Antropolożka Anna (Maria Dębska) jedzie na Podhale, chcąc odnaleźć własną tożsamość i zmienić otoczenie. W serialu zaczynamy śledzić jej losy, gdy podczas wycieczki w góry odkrywa ludzkie zwłoki. Od tej chwili zostaje wciągnięta w śledztwo w sprawie morderstwa tytułowego Jana Ślebody (Jan Englert).
Ta rola nie jest częstą kreacją aktorki.
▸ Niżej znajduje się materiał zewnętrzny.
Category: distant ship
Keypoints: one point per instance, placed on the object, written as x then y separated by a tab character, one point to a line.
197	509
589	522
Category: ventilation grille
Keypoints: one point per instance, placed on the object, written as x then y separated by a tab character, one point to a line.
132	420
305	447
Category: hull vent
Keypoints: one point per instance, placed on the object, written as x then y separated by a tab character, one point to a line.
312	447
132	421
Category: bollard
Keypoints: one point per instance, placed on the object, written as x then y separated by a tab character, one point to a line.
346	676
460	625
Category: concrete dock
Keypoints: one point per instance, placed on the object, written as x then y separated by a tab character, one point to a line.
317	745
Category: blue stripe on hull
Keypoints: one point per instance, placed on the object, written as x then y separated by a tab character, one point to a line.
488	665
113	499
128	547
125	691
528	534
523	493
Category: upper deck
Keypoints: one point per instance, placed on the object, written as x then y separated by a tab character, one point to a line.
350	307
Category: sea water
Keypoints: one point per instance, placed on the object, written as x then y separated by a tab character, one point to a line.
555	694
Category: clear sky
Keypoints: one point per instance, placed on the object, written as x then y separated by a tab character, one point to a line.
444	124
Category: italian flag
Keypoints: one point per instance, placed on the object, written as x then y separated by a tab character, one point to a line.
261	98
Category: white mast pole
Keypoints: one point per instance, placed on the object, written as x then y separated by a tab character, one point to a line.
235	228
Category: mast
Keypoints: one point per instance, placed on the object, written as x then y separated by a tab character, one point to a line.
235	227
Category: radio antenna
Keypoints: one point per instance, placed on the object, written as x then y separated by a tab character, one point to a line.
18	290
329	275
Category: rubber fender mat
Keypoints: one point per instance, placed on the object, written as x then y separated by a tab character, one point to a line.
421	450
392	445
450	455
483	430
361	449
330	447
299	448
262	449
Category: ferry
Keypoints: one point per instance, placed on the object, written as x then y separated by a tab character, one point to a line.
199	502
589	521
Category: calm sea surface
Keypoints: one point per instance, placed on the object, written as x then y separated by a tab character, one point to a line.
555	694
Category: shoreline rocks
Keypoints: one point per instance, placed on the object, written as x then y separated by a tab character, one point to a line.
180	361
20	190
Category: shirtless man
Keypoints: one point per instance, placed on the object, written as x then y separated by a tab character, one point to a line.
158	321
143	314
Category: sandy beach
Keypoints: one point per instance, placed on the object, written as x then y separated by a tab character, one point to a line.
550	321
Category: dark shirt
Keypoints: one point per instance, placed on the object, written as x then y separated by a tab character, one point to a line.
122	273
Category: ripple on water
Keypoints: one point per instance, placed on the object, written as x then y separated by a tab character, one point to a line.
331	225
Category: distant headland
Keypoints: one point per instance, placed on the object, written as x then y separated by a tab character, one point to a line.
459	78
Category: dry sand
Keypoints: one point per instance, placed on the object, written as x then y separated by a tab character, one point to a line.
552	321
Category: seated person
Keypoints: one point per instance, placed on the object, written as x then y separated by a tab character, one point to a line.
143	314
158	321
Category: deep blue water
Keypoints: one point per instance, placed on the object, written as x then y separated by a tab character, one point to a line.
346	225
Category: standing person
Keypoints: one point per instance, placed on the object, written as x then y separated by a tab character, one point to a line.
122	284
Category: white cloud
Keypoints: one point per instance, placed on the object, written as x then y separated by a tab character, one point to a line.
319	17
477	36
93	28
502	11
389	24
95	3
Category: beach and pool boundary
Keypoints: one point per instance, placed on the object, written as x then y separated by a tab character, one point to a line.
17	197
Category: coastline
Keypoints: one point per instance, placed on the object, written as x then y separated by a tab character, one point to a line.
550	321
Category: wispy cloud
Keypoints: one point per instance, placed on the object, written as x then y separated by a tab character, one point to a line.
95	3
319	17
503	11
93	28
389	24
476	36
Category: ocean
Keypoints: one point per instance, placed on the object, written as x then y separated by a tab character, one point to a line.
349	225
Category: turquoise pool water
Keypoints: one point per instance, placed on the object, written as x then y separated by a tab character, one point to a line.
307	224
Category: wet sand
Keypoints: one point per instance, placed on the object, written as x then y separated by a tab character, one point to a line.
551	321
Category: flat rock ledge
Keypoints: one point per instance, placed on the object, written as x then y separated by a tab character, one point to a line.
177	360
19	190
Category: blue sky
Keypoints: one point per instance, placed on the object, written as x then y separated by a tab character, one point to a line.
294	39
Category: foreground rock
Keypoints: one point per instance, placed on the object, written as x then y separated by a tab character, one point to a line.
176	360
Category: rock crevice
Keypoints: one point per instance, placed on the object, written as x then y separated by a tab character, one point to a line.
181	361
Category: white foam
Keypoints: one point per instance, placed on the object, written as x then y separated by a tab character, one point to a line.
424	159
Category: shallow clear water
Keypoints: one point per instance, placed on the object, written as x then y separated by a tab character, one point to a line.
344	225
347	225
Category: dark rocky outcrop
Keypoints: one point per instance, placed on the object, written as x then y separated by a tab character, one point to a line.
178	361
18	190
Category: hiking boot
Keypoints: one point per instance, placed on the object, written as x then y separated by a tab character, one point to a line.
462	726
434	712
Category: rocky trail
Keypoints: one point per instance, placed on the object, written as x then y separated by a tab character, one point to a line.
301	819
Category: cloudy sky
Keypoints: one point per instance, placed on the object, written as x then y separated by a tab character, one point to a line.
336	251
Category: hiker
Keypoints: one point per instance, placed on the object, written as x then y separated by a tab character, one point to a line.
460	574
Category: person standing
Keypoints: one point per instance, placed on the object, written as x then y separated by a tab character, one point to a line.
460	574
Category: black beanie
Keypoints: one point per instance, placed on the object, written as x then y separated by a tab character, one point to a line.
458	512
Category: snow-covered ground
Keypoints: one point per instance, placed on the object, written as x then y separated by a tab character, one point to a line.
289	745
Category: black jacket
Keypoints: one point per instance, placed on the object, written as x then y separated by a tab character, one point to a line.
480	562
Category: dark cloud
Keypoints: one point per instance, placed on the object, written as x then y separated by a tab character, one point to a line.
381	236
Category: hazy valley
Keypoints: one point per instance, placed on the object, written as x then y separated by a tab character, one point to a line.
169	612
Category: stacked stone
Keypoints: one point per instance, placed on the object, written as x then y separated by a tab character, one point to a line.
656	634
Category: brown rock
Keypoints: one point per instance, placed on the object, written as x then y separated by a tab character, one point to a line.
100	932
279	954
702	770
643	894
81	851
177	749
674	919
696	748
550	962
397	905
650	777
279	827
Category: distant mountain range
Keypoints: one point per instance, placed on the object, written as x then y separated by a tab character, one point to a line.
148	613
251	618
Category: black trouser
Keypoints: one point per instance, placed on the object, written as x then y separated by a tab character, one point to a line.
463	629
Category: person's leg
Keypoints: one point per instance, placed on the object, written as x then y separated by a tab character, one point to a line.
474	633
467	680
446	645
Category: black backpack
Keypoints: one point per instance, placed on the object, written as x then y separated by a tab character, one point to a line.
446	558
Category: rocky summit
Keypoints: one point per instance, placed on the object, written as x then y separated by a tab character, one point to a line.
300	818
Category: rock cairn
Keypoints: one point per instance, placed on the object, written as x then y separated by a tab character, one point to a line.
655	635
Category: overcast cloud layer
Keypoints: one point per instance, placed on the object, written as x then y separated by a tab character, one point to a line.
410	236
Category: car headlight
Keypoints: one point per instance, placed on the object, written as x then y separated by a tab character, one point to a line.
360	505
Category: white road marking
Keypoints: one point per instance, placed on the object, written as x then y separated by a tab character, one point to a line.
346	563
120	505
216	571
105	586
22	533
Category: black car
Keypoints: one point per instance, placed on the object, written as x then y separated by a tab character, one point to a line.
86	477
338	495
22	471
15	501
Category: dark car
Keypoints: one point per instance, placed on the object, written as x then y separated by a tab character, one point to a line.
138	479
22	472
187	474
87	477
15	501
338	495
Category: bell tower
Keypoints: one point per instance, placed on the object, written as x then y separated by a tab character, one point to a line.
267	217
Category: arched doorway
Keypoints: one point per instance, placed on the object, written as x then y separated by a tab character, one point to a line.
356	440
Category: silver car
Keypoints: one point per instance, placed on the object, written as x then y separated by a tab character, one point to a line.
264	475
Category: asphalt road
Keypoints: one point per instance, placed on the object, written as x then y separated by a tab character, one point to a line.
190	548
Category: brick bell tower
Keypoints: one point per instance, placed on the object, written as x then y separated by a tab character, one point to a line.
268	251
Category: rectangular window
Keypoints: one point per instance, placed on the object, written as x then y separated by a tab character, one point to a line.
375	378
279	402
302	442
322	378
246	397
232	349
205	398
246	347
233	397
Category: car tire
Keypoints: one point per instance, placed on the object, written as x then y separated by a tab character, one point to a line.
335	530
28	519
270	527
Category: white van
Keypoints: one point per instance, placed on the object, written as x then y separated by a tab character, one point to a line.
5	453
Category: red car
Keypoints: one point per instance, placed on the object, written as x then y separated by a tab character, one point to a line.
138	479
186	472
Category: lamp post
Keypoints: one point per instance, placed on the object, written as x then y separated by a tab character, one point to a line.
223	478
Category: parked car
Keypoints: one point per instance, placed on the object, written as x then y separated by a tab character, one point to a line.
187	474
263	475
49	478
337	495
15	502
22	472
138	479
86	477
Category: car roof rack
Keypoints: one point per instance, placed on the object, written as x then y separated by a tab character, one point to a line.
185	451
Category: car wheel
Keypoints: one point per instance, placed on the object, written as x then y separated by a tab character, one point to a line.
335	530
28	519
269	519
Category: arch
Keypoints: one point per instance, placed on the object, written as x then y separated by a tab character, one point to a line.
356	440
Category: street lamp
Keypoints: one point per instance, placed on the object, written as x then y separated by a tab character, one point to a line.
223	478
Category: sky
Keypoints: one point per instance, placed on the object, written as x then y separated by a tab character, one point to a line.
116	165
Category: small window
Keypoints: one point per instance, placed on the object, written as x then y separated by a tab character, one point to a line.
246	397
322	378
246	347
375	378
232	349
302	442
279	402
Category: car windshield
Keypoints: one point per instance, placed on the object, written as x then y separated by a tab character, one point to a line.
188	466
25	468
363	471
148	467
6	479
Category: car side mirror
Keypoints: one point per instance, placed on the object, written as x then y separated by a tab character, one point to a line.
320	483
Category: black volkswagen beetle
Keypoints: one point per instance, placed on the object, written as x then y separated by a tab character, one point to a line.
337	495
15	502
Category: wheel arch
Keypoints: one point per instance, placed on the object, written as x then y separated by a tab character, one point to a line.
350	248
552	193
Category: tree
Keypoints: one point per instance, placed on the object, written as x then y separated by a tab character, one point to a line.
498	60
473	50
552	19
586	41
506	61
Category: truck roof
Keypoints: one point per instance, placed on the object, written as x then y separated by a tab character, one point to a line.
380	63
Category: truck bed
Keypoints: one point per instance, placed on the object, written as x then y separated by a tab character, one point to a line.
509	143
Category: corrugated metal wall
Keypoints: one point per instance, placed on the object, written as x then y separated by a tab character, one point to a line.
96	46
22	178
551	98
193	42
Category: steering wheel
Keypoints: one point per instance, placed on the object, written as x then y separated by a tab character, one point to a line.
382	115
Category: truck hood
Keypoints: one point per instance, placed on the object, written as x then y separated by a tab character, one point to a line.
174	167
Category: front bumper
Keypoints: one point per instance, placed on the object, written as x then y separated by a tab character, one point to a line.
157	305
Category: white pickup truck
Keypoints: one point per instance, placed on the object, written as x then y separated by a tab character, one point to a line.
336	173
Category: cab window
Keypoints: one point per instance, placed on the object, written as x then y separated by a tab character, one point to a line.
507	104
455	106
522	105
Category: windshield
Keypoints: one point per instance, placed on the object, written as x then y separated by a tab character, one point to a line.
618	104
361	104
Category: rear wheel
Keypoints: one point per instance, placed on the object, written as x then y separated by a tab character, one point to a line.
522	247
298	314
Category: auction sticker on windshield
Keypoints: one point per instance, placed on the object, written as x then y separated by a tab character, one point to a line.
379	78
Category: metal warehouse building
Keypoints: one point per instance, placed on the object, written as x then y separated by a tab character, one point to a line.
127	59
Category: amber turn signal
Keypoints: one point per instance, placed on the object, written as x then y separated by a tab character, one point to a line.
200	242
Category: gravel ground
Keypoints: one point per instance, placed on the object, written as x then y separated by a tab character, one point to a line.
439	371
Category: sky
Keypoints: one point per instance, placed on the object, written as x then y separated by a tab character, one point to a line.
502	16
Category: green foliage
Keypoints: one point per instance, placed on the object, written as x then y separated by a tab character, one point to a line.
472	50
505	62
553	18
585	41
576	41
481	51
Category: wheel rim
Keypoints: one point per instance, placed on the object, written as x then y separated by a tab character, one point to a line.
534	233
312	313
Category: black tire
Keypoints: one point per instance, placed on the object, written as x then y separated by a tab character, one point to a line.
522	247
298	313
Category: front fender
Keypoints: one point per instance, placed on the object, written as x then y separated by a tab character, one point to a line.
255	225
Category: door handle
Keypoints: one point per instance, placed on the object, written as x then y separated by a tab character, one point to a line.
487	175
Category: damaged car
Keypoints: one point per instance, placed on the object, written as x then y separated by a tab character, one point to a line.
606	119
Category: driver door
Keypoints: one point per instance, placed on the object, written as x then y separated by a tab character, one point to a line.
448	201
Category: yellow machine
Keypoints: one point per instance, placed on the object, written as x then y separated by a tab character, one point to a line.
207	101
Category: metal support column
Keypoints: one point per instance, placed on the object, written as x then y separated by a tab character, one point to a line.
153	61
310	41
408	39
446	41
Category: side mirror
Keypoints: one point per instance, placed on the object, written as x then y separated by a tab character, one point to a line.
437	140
Dotychczas mogliśmy obserwować ją w przeważnie ekspresyjnych rolach - tu natomiast jest introwertyczną, wycofaną postacią.
Historia przedstawiona w serialu, to fabuła poruszająca wątki historyczne, społeczne, psychologiczne. Relacje miłosne plączą się z chęcią dorobienia się majątku, a przy tym wszystkim pojawia się też historyczny wątek Goralenvolk. Serial nie jest dokładną ekranizacją książki. Wiele wątków zostało pominiętych lub powierzchownie potraktowanych. Maria Dębska, wspominając budowanie roli, podkreślała swoje skonfundowanie, wynikające z różnic między książką a scenariuszem serialu.
W produkcji występuje cała plejada polskich aktorek i aktorów. Poza wspomnianymi już Marią Dębską i Janem Englertem, na ekranie możemy podziwiać też między innymi Macieja Musiała, w roli dziennikarza Bastiana Strzygonia i Piotra Packa, jako lokalnego policjanta Jędrka Chowańca.
Niedociągnięciem ze strony twórców i przy tym słabą stroną w serialu wydaje się być góralska gwara i ogólnie pojęta góralszczyzna. Maluje się ona jako mało autentyczna, zbyt łagodna, bez wyrazu i typowych dla mieszkańców Podhala emocji. Zaletą tej produkcji są zdecydowanie zdjęcia Tomasza Augustynka, prywatnie wspinacza i górskiego pasjonata, który pięknie przedstawia tatrzańską scenerię.